The potentially different nature and quality of the data (social media) could significantly alter the decay rate of repeated tokens.
MoE architecture adds another layer of uncertainty.
The “Data Wall” Concern: even if Meta could have repeated data based on the 2023 paper’s principles, they either chose not to (perhaps due to internal experiments showing it wasn’t effective at their scale/data mix) or they are hitting a wall where even 30T unique tokens isn’t enough for the performance leap expected from a 2T parameter compute-optimal model, and repeating isn’t closing the gap effectively enough.
P. S.
Also, check out https://www.reddit.com/r/LocalLLaMA, they are very disappointed how bad the released models turned out to be (yeah I know that’s not directly indicative of Behemoth performance)
Your point is one of the clues I mentioned that I don’t see as comparably strong to the May 2023 paper, when it comes to prediction of loss/perplexity. The framing in your argument appeals to things other than the low-level metric of loss, so I opened my reply with focusing on it rather than the more nebulous things that are actually important in practice.

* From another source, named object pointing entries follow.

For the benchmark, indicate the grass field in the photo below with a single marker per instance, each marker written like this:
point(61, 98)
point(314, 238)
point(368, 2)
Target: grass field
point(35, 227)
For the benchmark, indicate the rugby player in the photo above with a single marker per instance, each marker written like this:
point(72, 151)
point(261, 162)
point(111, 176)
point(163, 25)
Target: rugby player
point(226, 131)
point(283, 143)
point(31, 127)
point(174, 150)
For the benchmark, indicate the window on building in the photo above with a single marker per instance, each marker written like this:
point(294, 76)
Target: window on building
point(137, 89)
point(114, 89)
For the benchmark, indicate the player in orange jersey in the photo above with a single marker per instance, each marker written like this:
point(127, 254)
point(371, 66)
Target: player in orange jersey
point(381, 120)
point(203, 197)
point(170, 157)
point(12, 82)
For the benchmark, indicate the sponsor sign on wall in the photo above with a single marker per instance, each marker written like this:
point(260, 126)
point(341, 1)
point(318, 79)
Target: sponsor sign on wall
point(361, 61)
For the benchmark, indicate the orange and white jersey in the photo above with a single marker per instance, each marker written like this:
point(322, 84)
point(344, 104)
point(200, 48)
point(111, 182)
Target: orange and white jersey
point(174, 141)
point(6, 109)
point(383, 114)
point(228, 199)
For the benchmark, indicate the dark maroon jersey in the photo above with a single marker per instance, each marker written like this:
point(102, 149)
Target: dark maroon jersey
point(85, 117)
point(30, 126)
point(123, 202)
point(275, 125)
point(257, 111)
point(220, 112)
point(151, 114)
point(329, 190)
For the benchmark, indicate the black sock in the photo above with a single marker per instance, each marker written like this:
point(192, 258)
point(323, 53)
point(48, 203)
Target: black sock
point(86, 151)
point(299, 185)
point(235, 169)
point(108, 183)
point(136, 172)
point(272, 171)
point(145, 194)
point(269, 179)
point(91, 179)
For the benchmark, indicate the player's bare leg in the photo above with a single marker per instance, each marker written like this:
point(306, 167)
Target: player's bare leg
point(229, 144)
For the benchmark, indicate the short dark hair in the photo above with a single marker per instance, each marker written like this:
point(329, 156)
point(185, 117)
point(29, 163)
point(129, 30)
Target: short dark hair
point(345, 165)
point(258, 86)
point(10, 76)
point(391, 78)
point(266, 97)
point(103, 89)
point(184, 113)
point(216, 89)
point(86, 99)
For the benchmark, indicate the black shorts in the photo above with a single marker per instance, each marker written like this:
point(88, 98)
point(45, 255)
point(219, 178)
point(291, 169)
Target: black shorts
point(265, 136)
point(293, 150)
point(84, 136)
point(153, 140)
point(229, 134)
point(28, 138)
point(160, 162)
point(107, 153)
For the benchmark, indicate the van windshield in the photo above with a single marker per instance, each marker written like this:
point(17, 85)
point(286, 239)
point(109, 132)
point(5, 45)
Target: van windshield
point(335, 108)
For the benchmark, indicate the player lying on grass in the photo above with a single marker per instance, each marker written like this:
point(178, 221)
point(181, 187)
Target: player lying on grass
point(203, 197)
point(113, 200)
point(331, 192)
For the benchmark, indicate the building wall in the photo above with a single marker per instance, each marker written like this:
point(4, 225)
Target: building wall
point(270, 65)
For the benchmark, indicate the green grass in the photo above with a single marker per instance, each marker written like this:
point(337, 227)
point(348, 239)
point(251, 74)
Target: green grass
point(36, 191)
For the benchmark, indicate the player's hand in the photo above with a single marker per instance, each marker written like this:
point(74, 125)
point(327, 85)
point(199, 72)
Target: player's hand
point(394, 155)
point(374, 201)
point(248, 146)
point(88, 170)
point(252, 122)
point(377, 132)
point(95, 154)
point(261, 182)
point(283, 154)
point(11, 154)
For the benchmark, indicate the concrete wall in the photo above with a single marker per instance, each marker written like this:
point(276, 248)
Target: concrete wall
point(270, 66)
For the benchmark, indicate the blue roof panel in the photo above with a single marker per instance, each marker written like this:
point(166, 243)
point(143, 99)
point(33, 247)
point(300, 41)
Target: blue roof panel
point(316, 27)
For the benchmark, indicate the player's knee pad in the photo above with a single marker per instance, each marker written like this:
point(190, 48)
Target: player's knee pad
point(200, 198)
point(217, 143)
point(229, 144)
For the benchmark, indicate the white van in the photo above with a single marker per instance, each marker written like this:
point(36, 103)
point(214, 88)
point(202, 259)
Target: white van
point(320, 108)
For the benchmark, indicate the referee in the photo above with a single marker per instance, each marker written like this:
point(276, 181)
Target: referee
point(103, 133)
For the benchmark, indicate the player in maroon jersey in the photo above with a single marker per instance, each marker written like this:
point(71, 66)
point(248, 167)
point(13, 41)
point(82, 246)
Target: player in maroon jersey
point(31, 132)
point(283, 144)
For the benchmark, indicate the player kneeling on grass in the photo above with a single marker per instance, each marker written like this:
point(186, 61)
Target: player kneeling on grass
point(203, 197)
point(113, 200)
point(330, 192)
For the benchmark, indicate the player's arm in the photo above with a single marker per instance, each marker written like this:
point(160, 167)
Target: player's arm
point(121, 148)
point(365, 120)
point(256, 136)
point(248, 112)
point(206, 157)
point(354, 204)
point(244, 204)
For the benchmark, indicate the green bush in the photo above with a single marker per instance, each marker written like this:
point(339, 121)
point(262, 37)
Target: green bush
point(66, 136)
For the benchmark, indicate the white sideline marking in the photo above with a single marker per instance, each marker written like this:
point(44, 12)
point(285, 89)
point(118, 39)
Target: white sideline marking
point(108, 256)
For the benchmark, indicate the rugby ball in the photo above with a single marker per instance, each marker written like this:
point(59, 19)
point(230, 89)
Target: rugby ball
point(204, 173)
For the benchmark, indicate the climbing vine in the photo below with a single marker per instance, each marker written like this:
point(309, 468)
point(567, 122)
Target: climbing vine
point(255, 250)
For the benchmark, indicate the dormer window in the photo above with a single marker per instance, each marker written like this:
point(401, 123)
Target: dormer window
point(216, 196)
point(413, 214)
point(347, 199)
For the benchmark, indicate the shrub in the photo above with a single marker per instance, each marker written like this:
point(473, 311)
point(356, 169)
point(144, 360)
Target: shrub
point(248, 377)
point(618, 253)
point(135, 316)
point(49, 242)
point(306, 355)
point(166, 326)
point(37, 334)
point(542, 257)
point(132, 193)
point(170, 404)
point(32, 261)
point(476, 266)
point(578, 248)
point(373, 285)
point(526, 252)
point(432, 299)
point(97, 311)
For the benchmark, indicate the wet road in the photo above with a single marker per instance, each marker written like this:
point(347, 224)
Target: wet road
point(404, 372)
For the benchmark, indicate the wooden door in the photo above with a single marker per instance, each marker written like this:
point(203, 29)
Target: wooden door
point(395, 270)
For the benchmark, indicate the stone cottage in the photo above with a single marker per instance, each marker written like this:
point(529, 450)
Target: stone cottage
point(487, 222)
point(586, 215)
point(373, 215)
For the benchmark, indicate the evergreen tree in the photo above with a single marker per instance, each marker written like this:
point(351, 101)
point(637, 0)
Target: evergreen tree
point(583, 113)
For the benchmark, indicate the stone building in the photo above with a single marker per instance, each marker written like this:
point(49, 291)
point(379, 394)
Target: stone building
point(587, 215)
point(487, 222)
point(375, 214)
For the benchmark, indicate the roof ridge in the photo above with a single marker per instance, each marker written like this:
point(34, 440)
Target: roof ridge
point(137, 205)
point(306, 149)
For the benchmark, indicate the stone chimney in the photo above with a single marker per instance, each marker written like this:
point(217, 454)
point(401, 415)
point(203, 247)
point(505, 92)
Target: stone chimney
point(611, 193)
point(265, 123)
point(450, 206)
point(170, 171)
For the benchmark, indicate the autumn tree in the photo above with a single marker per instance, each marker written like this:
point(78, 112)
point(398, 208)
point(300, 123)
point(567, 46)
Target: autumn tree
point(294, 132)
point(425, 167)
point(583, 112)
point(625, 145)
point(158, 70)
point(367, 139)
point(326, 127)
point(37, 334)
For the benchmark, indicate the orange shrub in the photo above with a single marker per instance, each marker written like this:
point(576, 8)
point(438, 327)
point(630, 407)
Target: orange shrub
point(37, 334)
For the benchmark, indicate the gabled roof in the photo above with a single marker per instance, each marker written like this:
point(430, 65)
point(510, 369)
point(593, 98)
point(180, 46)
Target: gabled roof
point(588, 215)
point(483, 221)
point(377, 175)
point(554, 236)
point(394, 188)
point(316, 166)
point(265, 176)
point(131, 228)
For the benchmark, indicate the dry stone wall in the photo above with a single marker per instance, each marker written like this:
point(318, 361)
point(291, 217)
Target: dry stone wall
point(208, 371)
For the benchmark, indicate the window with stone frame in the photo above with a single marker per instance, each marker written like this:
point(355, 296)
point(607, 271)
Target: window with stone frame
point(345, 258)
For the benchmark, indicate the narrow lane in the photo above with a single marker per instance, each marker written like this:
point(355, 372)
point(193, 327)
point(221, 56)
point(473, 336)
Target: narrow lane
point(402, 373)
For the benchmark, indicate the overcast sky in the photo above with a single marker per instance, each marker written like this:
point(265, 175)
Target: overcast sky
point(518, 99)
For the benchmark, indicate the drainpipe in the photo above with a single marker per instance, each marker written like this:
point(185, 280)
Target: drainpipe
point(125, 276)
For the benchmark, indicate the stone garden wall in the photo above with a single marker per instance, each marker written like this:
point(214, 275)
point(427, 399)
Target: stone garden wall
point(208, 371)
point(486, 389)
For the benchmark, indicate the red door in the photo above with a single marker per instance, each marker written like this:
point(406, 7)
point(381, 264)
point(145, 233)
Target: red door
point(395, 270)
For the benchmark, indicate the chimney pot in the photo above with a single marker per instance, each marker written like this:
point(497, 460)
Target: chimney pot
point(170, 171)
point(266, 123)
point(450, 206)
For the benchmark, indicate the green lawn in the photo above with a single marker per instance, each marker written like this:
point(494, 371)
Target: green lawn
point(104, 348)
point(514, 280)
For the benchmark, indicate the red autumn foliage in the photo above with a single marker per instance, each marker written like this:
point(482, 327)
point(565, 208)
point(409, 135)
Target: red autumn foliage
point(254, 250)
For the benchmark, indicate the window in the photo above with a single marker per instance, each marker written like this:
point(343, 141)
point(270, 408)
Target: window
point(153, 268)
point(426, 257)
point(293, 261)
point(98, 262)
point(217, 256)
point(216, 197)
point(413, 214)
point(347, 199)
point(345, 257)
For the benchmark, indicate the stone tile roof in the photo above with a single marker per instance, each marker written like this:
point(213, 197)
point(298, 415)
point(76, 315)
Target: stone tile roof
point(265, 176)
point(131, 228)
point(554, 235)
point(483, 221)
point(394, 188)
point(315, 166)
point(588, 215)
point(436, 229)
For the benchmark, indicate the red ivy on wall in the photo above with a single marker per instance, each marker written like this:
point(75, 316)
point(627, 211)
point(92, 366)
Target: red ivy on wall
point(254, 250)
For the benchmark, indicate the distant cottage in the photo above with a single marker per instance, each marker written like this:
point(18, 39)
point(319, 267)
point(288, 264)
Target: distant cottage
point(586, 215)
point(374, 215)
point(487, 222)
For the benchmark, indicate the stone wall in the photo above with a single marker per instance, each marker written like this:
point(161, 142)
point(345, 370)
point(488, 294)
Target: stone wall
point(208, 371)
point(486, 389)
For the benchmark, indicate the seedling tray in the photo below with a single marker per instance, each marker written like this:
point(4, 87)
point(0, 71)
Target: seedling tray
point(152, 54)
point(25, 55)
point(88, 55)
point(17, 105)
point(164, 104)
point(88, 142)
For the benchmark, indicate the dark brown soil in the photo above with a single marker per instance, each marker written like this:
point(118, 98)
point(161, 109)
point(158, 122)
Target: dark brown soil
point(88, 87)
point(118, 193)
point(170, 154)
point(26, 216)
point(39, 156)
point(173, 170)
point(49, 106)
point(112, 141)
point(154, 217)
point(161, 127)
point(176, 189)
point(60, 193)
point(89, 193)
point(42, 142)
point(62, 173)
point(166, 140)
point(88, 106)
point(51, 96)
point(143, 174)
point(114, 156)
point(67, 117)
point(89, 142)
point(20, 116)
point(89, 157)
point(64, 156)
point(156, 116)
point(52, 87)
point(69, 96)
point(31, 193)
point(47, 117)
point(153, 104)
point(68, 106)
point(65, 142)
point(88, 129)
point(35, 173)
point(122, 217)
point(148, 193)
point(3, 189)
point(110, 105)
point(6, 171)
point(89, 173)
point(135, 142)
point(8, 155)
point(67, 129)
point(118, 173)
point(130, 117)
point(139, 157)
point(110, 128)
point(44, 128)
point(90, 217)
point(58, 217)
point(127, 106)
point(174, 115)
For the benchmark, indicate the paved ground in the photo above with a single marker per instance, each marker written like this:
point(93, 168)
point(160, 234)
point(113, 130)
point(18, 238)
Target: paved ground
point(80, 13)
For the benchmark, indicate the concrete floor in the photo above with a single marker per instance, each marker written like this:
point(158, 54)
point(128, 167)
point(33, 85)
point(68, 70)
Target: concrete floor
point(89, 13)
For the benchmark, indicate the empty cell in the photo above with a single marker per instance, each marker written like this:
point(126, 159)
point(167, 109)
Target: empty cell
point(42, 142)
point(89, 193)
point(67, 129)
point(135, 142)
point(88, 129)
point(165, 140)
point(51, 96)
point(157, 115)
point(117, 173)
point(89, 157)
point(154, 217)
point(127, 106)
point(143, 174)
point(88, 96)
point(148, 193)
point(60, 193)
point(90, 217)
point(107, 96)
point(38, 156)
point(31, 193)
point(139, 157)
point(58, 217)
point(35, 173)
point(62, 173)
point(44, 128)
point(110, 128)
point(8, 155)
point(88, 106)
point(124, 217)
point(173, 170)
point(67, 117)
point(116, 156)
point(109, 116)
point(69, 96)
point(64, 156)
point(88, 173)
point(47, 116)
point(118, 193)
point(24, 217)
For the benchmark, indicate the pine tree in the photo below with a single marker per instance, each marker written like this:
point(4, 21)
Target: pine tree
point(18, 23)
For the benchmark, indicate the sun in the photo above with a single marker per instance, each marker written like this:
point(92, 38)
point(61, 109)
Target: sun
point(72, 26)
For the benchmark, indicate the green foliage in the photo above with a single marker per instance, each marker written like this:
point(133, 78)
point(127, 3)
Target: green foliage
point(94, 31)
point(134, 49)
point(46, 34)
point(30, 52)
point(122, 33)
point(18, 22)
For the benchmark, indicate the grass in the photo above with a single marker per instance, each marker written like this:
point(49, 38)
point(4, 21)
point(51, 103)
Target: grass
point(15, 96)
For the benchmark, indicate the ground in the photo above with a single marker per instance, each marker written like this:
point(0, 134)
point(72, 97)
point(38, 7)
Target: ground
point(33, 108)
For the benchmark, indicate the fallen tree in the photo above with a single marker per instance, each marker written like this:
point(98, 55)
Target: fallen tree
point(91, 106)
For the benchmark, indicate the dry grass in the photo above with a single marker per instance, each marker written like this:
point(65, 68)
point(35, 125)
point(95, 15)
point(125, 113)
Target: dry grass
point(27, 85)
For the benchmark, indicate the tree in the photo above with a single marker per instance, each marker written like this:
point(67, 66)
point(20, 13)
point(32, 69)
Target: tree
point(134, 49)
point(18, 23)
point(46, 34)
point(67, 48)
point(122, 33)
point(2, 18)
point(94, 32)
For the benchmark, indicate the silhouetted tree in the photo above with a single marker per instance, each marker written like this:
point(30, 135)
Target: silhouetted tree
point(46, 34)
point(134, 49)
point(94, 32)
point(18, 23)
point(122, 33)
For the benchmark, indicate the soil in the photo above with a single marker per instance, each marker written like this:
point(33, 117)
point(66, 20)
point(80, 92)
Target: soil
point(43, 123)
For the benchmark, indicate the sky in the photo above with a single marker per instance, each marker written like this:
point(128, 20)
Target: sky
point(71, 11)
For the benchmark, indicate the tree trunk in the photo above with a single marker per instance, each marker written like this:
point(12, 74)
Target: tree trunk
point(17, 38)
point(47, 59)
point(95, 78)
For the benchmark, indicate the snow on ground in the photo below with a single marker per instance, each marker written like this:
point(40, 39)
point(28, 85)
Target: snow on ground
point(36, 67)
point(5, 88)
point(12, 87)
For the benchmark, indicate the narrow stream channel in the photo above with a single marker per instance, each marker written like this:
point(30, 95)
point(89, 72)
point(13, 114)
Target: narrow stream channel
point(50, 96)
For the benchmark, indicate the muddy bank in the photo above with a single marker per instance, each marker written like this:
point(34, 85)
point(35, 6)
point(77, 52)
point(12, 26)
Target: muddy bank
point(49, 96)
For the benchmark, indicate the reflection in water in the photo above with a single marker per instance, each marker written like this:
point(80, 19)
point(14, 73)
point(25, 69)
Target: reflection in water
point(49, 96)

Scaling laws work with loss the best (holding across many OOMs of compute), and repeating 3x rather than 7x (where loss first starts noticeably degrading) gives some margin of error. That is, a theoretical argument along the lines of what you are saying shifts my expectation for 10x-20x repetition (which might degrade faster when working with lower quality data), but not yet for 3x repetition (which I still expect to get an ~unchanged loss).
So far I haven’t even seen anyone there notice that Behemoth means that Llama 4 was essentially canceled and instead we got some sort of Llama 3.5 MoE. That is, a 100K+ H100s training run that was the expected and announced crown jewel of Llama 4 won’t be coming out, probably until at least late 2025 and possibly even 2026. Since Behemoth is the flagship model for Llama 4, a 3e26+ FLOPs model that would’ve been appropriate for a 100K H100s training system instead got pushed back to Llama 5.
As Behemoth is only a 5e25 FLOPs model, even once it comes out it won’t be competing in the same weight class as GPT-4.5, Grok 3, and Gemini 2.5 Pro. Maverick is only a 2e24 FLOPs[1] model (2x less than DeepSeek-V3, ~100x less than the recent frontier models), so of course it’s not very good compared to the frontier models. Since Meta didn’t so far demonstrate competence on the level of DeepSeek or Anthropic, they do need the big compute to remain in the game, and Maverick is certainly not big compute.
(LocalLLaMA specifically is annoyed by absence of models with a small number of total parameters in the current Llama 4 announcement, which means you need high end consumer hardware to run even Scout in 4 bit quantization locally, and datacenter hardware for the rest.)
It’s a 17B active parameter model trained for 22T tokens.